Building a Gene Tree

In order to construct phylogenetic trees, we must first align the sequences. This allows us to compare sequences site by site. There are a multitude of Multiple Sequence Alignment (MSA) tools available, many of which can be found on the EBI website here.

  • 1. Use an online sequence aligner to align the sequences. Which output format should you choose?

    You may use the FASTA format, which is a classical format for alignments.

  • 2. Construct a phylogenetic tree using your aligned sequences. Tools can be found on the Vital-IT website (RAxML BlackBox - this could take between 10 minutes to over an hour, depending on the Group and model!) or on the EBI website Simple Phylogeny [ClustalW2] - try building two trees by using both UPGMA and NJ clustering methods in the clustering options).

    Alternatively, you can try the alignment and tree inference tools available online at (in particular PhyML) or an IQTree webserver here, as an alternative to RAxML if the queue is too long at Vital-IT.

  • 3. Why are RAxML and other likelihood methods much slower than the clustering methods?
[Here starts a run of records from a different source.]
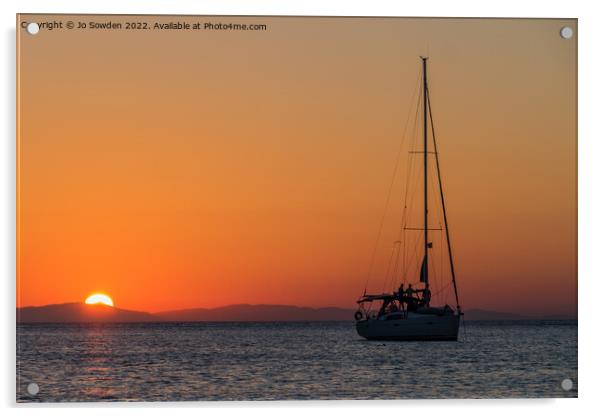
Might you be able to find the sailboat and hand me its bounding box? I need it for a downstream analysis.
[355,57,463,341]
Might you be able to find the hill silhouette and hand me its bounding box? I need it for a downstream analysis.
[17,302,160,323]
[17,302,575,323]
[155,304,355,322]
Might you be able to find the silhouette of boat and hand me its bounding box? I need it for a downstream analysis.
[355,57,463,341]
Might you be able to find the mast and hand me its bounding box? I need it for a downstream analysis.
[427,89,461,312]
[420,56,429,285]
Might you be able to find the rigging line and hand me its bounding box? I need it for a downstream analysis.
[426,90,460,312]
[364,69,420,293]
[382,241,397,292]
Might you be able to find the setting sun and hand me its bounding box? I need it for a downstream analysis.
[86,293,113,306]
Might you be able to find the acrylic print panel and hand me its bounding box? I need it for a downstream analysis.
[16,14,578,402]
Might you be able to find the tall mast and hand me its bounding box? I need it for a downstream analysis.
[420,56,429,285]
[427,89,461,313]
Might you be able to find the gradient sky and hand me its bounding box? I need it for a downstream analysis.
[17,15,577,314]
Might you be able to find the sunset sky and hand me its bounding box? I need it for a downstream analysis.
[17,15,577,314]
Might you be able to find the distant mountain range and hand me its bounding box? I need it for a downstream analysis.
[17,303,158,323]
[17,303,575,323]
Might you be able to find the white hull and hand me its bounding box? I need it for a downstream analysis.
[356,312,460,341]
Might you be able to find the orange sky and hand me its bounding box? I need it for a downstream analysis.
[17,15,577,313]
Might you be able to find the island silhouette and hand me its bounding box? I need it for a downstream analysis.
[17,302,575,324]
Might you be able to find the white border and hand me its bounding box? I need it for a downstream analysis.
[0,0,602,416]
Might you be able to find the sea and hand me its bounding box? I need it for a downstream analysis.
[16,321,578,402]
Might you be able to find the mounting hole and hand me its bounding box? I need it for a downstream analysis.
[560,26,573,39]
[26,22,40,35]
[560,378,573,391]
[27,383,40,396]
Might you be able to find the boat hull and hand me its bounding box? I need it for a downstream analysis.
[356,314,460,341]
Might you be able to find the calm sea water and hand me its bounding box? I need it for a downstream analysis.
[17,321,577,402]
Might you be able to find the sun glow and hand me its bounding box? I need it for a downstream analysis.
[86,293,113,306]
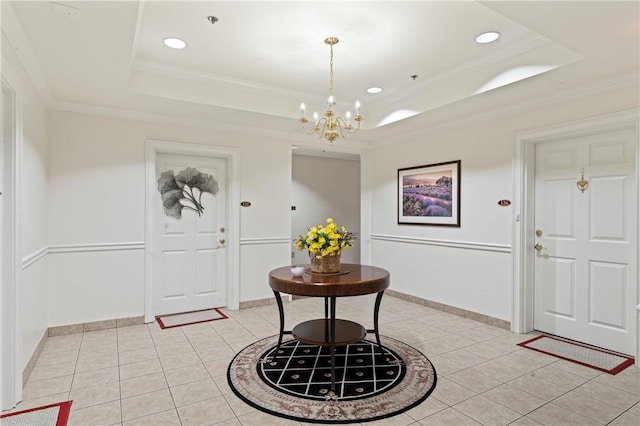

    Likelihood methods typically evaluate the likelihood of any topology under a model to select the best. Even if most methods use heuristic to speed up computation, it is still more time-consuming than clustering methods that build only one phylogeny by clustering sequences step-by-step.

  • 4. Which group do you think will take the longest to compute a tree for, using RAxML? Which do you think will be the quickest?

    The fastest to compute will be 807925 with fewer sequences and smaller ones. The longest will be 583644 with more sequences.

Evaluating a Tree

Now that we have our trees, we would like to visualise and compare them. Unfortunately, the output format (Newick) isn't particularly conducive to interpreting trees. Thankfully, there are online viewers such as to help us.

  • 1. View the trees that you have built using an online tree visualisation tool.

  • 2. Reroot the trees, and swap branches, to make comparisons easier.

  • 3. Which species, in group 197280, shares a most recent common ancestor with Trametes versicolor?

    Dichomitus squalens (strain LYAD-421)

  • 4. Which species is most closely related to Mucor circinelloides in group 807295?

    Rhizopus oryzae

  • 5. Can you see any difference between trees estimated using different methods? For instance, which species are grouped differently when comparing the trees found by the UPGMA and NJ methods in group 197280?

    The cluster of three sequences containing ROGHW03087 is closer to the one containing TREME05093 in the NJ tree but closer to the one containing WALI902966 in RAxML while the cluster themselves are of the same composition in both trees. Similarly, PUNST05724 clusters differently in each tree. Other differences may be spotted but make sure the tree is rooted similarly in both trees to make them comparable.